Do yourself a favor and sign up in the evening class with MBA's to make the curve a little easier because this class will punish you. The prof is a slave driver, and extremely strict (extra case assignment for anyone whose cell phone rings). I write the exam tomorrow morning, and after studying all week for it I can easily say it will be very difficult. The takeaways are huge though, FSA is an absolutely crucial skill for anyone who wishes to be an analyst, and this guy is the best I've seen. If you come to Simon for one course, make this it.
Be very weary as to how Wasley answers his qualitative questions on practice solutions, if you are not giving his 'right answer' on the exam to qualitative questions credit is very hard to come by.
Spring, 10 weeks, March to June
Fixed Income - Optional
Content 4
Pace 3
Real World Applicability 3
Workload 3
Difficulty 3
Exams 4
Cohort 3
Engagement 4
Professor: Wei Yang
Bottom line: A Fixed Income class that quickly moves beyond bonds and into structured products. Yang's exams always extend beyond the material and can have some very challenging questions.
Accounting For Management and Control - Required
Content 3
Pace 2
Real World Applicability 3
Workload 3
Difficulty 3
Exams 3
Cohort 2
Engagement 2
Professor: Jerold Zimmerman
Bottom line: A required managerial accounting class that can easily be switched out for another elective if the student wishes. The prof is good, but the class is almost entirely geared towards corporate management problems.

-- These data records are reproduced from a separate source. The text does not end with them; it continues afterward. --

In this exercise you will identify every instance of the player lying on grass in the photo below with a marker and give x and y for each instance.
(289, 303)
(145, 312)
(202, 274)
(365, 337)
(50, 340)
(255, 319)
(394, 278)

Entrepreneurial Finance - Optional
Content 5
Pace 4
Real World Applicability 4
Workload 3
Difficulty 3
Exams 3
Cohort 4
Engagement 5
Professor: Boris Nikolov
Bottom line: A very good follow up to Cases in Finance. The prof is young and the content covered in class is refreshingly technical. The class picks up after the business plan has been completed and goes all the way to IPO, focusing on forecasting and financing stages.